Suppose there are two piles of plates in the table. One has ‘m’ RED plates and other has ‘n’ BLACK plates. In his/her chance, a player can either pick any number of red plates or any number black plates or equal number of red and black plates. A player loses if he cannot make a move in his/her chance. You are playing this game with your friend. Given that you begin the game and both the players play optimally, output ‘L’ if you will lose or ‘W’ if you will win.
Example:
input: m = 1, n = 2
output: L
input: m = 2, n = 2
output: W
Read about wythoff nim
How do you come up with the formula in the general case? I mean, even when you know the grundy theory, imagine being asked for who wins at (red,black) = (248149213213213, 237213213921839218321). Coming up with a pattern for 0 positions seems hard, no?
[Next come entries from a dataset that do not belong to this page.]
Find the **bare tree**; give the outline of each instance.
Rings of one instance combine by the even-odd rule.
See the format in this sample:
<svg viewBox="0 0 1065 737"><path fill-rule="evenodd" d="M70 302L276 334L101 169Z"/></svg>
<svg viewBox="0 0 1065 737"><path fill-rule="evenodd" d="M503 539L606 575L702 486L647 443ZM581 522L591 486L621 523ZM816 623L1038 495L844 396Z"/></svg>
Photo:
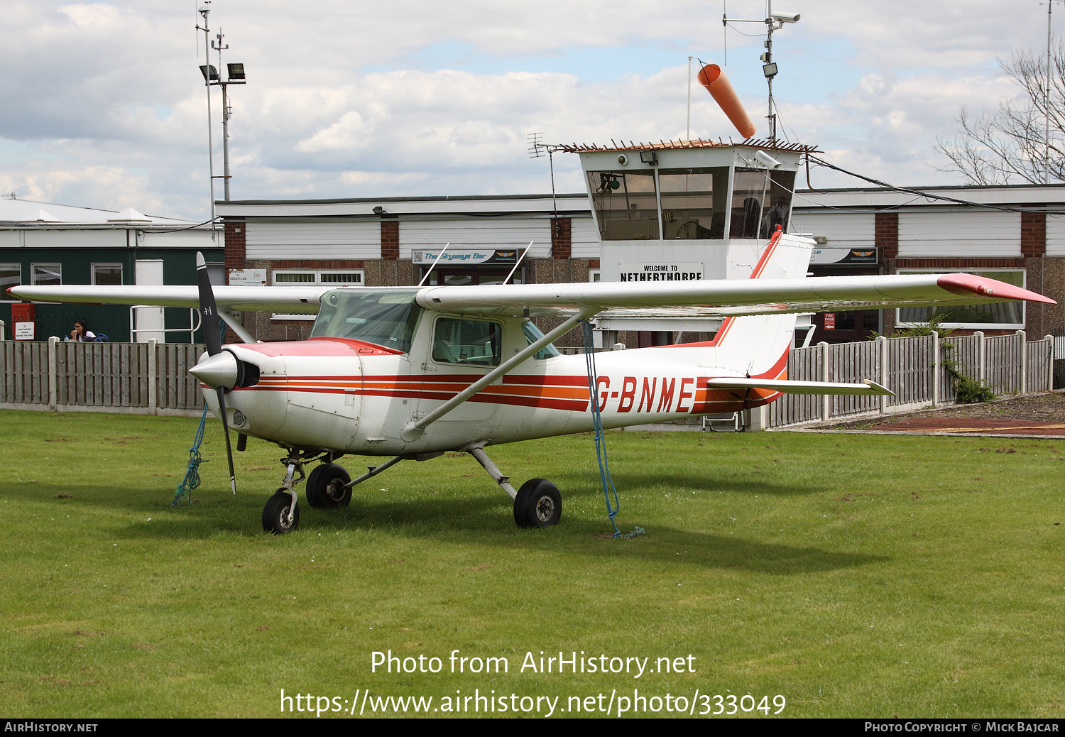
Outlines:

The golden ratio thing for this case seems to come out of nowhere.
Yeah. Thats the whole point . There are many cases where there are no generalizations of N and P positions. The cases that are famous are where some magic is present. So we care about those and their variants.
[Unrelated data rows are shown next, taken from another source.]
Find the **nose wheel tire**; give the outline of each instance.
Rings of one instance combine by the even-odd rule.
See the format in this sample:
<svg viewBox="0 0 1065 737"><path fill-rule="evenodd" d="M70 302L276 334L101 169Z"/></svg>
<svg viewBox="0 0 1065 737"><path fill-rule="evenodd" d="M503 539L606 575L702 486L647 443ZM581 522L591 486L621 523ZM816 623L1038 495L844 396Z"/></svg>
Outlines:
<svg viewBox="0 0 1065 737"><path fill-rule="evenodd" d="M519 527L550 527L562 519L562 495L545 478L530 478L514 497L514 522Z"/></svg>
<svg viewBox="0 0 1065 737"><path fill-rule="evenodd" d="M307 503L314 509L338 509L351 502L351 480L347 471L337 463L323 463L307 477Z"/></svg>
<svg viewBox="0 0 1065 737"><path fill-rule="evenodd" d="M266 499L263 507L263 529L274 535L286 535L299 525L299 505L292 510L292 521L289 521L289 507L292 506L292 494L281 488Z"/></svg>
Eg: See this variant. there are three nim piles with a,b,c stones . Moves for players are choose some pile and remove some stones from it or remove x(>0) stones from all three piles . This reduces to normal game . Though it looks to be harder than wythoff nim.
PS: I think in above example number of piles can be any odd number . Then it reduces to standard nim.
Is there any other method besides this as it is interview problem, can there be any pattern or approach which solves this easily?
What are the constraints? If m and n are reasonably small you can just recursively check all possible states.